Brian Armstrong posted Coinbase's actual AI bill last week. Stacked dollar bars by org, a line for total tokens. Both climb together for a year. Then the bars come down while the line keeps going. They cut AI spend nearly in half while token usage kept growing.

![AI spend (bars) vs token usage (line) at Coinbase](/images/blog/coinbase-ai-spend.png)

*Coinbase AI spend by org vs total company tokens. Source: [Brian Armstrong](https://x.com/brian_armstrong/status/2070670644577280109).*

When the bill grows, the reflex is friction. Lower the caps, turn on spend alerts, make engineers ask permission. Coinbase checked first: 91% of their engineers never hit a cap. Caps would have produced alerts, not savings.

So they went the other way. Cheaper defaults, cache-aware requests, and routing. The first two are habits a team can adopt this week. Routing is the one you have to build, and it's the one that bends the curve.

Every token in an agent loop hits one model, chosen once at the start and never revisited. The model that plans a refactor also renames the variable, reads the test output, and fixes the import. Planning needs a frontier model. The other three don't, and they're most of the requests.

Brian's sharpest line is the one most teams skip: "humans shouldn't be choosing models." A person picks a model at session start out of habit and rides it for an hour. A router reads each request and picks per call. Hard prompts go to the frontier model. The rest go to an open-weight model that costs a fraction and answers them just as well. Coinbase defaults to GLM 5.2 for exactly this.
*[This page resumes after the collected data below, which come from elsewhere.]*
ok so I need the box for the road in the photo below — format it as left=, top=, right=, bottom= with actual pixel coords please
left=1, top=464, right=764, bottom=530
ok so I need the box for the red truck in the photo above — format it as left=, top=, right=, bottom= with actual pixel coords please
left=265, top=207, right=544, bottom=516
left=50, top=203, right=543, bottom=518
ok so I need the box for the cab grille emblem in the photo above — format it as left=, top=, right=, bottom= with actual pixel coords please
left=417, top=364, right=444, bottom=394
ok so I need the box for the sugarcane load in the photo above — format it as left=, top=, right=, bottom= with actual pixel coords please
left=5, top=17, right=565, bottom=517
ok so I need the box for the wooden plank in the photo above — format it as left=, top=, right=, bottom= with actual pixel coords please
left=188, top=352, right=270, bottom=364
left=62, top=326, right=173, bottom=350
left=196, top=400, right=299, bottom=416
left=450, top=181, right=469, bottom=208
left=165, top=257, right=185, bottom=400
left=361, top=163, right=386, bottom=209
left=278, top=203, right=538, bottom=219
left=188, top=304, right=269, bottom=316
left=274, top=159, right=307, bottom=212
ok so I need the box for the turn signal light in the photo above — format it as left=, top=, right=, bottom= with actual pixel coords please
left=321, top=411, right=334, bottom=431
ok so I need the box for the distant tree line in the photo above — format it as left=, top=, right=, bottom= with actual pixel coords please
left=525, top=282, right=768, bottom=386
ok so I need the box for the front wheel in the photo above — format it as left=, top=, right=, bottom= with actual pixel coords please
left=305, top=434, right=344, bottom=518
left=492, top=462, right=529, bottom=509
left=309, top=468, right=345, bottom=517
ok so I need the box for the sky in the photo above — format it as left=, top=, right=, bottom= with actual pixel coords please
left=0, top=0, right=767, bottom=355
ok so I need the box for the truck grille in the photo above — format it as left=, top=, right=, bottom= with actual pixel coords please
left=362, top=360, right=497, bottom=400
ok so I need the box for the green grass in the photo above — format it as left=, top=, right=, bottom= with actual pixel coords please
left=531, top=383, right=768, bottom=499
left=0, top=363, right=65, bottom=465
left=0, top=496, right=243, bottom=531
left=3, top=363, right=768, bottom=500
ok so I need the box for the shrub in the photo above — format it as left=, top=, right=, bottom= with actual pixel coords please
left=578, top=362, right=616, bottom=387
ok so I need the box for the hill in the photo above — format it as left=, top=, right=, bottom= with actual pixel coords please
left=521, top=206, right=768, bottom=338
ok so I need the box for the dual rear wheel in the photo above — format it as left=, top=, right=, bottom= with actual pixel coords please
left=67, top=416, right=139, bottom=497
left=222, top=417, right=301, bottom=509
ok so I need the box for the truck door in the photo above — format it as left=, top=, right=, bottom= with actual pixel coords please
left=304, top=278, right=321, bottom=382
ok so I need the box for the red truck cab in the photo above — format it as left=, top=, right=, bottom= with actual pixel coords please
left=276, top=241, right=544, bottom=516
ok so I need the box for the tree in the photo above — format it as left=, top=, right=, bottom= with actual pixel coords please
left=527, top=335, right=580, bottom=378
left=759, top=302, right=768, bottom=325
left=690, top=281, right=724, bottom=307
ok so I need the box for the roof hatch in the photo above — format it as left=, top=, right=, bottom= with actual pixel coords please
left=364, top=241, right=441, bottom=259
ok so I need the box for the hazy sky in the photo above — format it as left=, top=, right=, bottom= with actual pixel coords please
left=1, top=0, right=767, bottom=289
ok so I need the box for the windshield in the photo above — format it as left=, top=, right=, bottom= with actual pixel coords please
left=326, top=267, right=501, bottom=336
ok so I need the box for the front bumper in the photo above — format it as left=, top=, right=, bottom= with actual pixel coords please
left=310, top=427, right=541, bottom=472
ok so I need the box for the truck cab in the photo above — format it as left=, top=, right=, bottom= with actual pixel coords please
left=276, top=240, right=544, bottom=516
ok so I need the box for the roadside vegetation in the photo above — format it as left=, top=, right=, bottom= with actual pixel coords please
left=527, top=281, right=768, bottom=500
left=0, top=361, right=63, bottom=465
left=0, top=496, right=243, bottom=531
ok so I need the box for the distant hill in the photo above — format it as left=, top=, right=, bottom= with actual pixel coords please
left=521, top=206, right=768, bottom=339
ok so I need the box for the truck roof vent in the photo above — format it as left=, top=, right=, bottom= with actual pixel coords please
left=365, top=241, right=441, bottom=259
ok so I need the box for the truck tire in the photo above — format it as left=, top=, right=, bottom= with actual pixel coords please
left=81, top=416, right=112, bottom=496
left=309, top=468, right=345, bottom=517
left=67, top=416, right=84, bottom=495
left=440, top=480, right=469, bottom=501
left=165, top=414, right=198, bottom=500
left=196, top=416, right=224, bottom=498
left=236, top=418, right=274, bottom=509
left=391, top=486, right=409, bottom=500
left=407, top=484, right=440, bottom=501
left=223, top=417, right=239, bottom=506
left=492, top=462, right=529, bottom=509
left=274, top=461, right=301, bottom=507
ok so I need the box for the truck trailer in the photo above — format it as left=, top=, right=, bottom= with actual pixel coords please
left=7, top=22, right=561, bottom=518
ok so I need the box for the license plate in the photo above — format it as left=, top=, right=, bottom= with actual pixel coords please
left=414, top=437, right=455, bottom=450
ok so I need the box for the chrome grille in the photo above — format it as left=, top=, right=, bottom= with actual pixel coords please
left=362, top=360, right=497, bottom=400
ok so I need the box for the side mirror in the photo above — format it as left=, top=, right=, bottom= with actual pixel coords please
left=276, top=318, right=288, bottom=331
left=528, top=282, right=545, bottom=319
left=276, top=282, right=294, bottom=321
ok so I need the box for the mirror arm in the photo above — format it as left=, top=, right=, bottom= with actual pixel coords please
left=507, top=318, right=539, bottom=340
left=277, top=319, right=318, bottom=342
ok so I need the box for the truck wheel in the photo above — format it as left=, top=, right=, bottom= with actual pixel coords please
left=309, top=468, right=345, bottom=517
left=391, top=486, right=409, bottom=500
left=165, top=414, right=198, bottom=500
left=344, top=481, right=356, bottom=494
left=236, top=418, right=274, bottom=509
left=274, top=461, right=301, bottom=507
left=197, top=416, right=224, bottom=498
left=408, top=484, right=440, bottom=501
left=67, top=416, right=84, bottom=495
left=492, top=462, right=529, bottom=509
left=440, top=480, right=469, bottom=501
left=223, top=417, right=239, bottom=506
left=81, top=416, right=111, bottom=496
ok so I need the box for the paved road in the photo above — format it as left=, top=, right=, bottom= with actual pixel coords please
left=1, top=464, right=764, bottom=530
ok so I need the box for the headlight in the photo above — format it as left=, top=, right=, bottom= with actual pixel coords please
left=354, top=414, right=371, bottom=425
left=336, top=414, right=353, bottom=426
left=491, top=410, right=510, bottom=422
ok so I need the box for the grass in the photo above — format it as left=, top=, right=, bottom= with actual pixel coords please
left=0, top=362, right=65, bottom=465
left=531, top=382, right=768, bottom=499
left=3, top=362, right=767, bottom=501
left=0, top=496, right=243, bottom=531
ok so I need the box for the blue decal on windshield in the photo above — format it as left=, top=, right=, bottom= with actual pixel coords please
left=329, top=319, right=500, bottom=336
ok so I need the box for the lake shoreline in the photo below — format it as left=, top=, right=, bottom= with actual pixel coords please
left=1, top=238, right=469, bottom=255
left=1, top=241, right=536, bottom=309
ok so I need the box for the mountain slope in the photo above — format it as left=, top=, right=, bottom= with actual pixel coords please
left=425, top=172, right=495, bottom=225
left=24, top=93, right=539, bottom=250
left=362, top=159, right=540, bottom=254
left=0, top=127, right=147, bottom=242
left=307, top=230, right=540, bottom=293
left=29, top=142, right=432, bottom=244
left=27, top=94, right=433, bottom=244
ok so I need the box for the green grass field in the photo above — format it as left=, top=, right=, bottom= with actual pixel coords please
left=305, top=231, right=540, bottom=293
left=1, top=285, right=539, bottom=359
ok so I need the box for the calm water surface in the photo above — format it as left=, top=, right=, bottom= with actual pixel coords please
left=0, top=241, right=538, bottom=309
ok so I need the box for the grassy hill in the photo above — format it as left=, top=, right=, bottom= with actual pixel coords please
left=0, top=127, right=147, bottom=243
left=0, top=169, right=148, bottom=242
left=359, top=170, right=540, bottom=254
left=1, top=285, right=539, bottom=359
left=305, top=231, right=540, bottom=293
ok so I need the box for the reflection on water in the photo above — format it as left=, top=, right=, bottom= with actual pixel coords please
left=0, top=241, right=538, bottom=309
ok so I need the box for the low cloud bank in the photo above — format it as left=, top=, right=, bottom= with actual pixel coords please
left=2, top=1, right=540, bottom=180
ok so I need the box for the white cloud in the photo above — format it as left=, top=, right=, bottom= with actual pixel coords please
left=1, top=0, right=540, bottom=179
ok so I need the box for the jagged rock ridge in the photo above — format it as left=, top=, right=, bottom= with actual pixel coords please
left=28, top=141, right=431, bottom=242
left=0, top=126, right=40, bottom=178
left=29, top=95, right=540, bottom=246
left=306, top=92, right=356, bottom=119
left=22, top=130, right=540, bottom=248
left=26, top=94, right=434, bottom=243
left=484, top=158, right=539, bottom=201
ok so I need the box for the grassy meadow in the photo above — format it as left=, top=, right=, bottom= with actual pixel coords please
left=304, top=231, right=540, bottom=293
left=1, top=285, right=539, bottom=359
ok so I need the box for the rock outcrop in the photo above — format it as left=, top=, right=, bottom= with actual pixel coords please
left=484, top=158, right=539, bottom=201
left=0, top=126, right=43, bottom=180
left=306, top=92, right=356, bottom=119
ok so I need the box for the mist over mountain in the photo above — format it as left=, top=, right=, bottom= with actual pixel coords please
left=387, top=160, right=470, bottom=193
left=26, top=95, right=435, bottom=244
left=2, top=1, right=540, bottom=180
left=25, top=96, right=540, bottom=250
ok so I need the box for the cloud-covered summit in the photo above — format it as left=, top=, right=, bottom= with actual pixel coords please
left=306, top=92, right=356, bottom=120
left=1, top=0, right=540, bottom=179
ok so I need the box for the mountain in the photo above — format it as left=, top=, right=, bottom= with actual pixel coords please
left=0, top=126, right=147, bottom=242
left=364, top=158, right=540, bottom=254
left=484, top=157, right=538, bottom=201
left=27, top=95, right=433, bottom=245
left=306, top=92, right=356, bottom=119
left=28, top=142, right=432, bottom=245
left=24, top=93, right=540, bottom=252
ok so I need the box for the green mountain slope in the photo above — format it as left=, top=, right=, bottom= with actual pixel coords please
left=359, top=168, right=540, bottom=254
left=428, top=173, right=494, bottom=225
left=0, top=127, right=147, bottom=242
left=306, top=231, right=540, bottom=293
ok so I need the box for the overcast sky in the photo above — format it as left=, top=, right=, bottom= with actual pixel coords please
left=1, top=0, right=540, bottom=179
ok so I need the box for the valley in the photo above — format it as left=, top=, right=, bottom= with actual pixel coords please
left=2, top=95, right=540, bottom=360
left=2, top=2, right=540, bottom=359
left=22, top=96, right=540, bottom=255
Cache decides whether routing helps or hurts. Switch models the naive way and you throw away a warm prefix, so the cheaper model arrives with a cold cache and costs more than the model you left. A cache-aware router keeps the prefix warm and only moves work when the move pays for itself. Coinbase took LibreChat from a 5% to a 60% cache hit rate. Most of a repeated prompt stops getting billed.

This is what `auto` does on Morph. One model name. You send the request, it reads the prompt, and it routes across [the open-weight models we serve](/products/models), GLM-5.2 among them, cache-aware, at $0.005 a request. The hard prompts still get a frontier-class answer. The easy ones stop paying frontier prices.

The teams whose bills flatten aren't sending fewer tokens. They stopped sending all of them to the same model.